Tuesday, January 30, 2007

New Location

movienights &
the Pulling a Dead
Horse
evenings

are moving to
a new location:
Studio Pompstraat 44c
Rotterdam.


Pulling a Dead Horse evenings
find his name in the dutch expression:
'Trekken aan een dood paard'
which means putting effort into something that is doomed to become a failure.


Monday, January 22, 2007

Tristana (Luis Buñuel, 1970)


1970-Spain/France/Italy
A film by Luis Buñuel based on a novel by Benito Pérez Galdós, with Catherine Deneuve and Fernando Rey.
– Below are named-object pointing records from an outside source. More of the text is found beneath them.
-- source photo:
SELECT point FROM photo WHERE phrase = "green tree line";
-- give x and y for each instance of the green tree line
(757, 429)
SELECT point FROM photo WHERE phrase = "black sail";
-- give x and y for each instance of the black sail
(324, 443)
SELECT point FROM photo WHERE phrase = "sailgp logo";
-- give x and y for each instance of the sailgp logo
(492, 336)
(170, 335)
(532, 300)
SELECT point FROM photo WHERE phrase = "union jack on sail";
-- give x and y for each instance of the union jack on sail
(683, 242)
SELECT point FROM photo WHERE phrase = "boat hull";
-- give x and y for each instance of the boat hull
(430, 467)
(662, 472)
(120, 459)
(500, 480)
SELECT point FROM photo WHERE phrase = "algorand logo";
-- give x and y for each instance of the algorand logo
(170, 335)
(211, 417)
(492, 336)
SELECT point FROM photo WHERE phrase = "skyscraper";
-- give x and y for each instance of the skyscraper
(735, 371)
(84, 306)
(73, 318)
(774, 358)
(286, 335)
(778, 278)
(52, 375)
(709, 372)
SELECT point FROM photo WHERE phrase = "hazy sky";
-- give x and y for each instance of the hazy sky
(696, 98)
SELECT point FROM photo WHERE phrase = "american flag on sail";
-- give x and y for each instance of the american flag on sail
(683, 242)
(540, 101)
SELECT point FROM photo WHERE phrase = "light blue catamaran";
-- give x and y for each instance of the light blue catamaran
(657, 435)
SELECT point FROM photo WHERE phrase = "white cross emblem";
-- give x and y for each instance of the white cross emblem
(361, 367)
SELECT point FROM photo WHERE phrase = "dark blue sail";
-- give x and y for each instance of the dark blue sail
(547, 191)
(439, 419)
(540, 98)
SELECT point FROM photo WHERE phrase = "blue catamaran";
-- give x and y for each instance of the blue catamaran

Luis Buñuel's Tristana is a surreal criticism of Catholicism and the modern world, told through the story of the title character, who is portrayed by Catherine Deneuve. Tristana is a young Spanish woman left to the care of Don Lope (Fernando Rey), the protective but impoverished aristocrat. Don sells his possessions to avoid manual labor and champions the causes of the dispossessed and downtrodden of society. He takes advantage of the vulnerable Tristana, who leaves him when she falls in love with Horacio (Franco Nero). Unable to commit to him, she returns to Don Lope when she falls ill. He asks for her hand in marriage, and she accepts after losing her leg to cancer. She chooses to remain in a passionless union rather than be subject to the harsh realities of a society that refuses to change to the needs of women. Taken from the novel by celebrated author Benito Perez Galdos, the film -- wherein director Buñuel takes his usual jabs at religion and politics -- is a tribute to the author on the 50th anniversary of his death. ~ Dan Pavlides, All Movie Guide.

Tuesday, January 09, 2007

Amarcord (Federico Fellini, 1973)

movienights Tuesday 16th January









Federico Fellini's warmly nostalgic memory piece examines daily life in the Italian village of Rimini during the reign of Mussolini in the 3o's, and won the 1974 Academy Award as Best Foreign Film. The film's greatest asset is its ability to be sweet without being cloying, due in great part to Danilo Donati's surrealistic art direction and to the frequently bawdy injections of sex and politics by screenwriters Fellini and Tonino Guerra. Fellini clearly has deep affection for the people of this seaside village, warts and all, and communicates it through episodic visual anecdotes which are seen as if through the mists of a favorite dream, playfully scored by Nino Rota and lovingly photographed by Giuseppe Rotunno. Amarcord is a rich gem of a film which only improves on subsequent viewings.

Amarcord is the phonetic translation of the Italian words "Mi Ricordo" (I remember) as pronounced in the dialect of Emilia-Romagna, the birthplace of director Federico Fellini and the setting of this wonderful film. Little surprise, then, that it is a poignant and bawdy semi-autobiographical coming-of-age tale, with an ethereal, dreamlike quality that combines sharply drawn memories with vividly engaging fantasy.